Analysts are waiting to hear if ECB president Jean-Claude Trichet says the council will remain "vigilant" with respect to inflation pressures, a code word that a rate hike is in the pipeline.
"In ECB parlance 'vigilant' should be translated by 'we plan to hike at the next meeting'," UBS economic research head Stephane Deo said, before adding that he thought Trichet would say Thursday that the bank remained "alert."
That could be upgraded to "vigilant" next month to signal a rate rise in July.
Analysts at the Italian bank UniCredit wrote in a research note that "we expect the ECB to keep the 'very close monitoring' wording, which would signal no rate hike until July."
The ECB is striving to pull monetary policy for the 17-nation bloc back towards normal by slowly returning interest rates to pre-crisis levels and unwinding exceptional measures taken during the financial meltdown.
Some commercial banks are now dependent on unlimited and cheap ECB funds to stay afloat and another step towards normal conditions would be to strengthen the banking sector, which is facing a second round of stress tests.

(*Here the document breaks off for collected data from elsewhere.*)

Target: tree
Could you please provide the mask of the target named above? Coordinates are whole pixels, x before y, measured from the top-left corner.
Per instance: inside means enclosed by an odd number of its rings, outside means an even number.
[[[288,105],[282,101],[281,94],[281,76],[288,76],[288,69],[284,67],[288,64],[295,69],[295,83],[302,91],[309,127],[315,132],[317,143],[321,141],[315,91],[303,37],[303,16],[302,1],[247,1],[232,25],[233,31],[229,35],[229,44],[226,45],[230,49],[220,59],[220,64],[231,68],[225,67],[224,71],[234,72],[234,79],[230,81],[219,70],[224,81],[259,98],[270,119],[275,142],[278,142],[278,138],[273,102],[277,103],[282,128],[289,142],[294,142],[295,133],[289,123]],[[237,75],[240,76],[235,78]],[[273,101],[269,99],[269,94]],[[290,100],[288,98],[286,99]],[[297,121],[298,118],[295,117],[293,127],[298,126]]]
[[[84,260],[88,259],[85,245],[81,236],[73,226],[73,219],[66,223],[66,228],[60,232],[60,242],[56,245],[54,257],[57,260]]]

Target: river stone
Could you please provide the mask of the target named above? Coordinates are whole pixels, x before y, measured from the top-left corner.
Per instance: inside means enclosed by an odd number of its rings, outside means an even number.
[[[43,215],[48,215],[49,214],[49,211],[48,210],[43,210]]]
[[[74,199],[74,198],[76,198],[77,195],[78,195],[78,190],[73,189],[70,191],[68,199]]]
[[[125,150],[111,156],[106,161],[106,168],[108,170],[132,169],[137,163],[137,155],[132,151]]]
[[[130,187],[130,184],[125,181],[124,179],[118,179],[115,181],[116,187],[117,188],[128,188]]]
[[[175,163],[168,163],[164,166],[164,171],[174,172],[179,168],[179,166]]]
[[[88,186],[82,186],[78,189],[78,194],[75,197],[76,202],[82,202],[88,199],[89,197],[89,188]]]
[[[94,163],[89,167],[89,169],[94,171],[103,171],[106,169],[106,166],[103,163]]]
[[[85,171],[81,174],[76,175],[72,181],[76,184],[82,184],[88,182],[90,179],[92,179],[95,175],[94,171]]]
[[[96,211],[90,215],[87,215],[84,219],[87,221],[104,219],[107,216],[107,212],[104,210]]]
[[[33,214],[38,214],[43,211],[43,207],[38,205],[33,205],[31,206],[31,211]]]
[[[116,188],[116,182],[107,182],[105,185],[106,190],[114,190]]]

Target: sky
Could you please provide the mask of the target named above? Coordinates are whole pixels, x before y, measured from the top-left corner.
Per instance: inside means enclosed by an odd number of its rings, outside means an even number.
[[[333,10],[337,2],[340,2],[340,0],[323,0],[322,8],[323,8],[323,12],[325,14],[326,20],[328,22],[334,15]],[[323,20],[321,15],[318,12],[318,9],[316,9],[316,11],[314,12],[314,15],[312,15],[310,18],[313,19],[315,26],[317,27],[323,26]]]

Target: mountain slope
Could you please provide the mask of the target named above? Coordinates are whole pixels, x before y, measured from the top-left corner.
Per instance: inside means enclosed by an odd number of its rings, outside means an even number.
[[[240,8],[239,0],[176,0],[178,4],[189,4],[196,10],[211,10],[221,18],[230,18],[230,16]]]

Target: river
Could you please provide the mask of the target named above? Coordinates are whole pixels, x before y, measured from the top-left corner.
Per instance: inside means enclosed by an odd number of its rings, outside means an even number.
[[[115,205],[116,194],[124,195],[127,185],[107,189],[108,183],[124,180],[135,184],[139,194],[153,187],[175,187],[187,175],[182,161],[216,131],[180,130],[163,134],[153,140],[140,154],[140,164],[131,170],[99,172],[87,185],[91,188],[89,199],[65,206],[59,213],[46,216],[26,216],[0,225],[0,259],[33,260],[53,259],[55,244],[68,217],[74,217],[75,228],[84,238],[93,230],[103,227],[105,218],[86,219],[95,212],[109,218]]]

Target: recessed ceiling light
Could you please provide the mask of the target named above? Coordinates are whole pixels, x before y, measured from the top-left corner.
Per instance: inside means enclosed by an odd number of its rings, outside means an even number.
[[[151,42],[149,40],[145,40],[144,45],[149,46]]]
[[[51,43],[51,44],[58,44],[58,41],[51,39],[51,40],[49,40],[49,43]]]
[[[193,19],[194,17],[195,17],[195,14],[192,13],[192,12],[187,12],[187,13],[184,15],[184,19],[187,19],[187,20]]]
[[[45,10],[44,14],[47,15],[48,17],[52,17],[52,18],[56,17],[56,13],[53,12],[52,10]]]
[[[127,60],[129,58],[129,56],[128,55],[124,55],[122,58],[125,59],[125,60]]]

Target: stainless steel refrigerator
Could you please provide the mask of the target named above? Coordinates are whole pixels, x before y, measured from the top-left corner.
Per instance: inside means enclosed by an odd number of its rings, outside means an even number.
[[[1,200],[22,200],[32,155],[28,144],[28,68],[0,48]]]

Inflation fuelled in large part by higher oil prices has hit 2.8 % according to the latest EU estimate, forcing the ECB to raise rates even though that drives the value of the euro higher, now above 1.48 dollars, and makes life harder for eurozone exporters.
It also puts pressure on eurozone governments that are struggling to stay solvent.
The Bank of England kept its main rate at 0.50 % on Thursday, while the US Federal Reserve's Fed funds rate is essentially zero, so higher eurozone rates spur demand for the euro as investors seek higher returns.
Recent eurozone data suggests the economy might be headed for a slowdown, which could give the central bank a reason to hold off on its next increase while it deals with the debt crisis.
The question of who will succeed Trichet when he steps down in October appears to have been settled however, with most observers looking to Italian central bank governor Mario Draghi.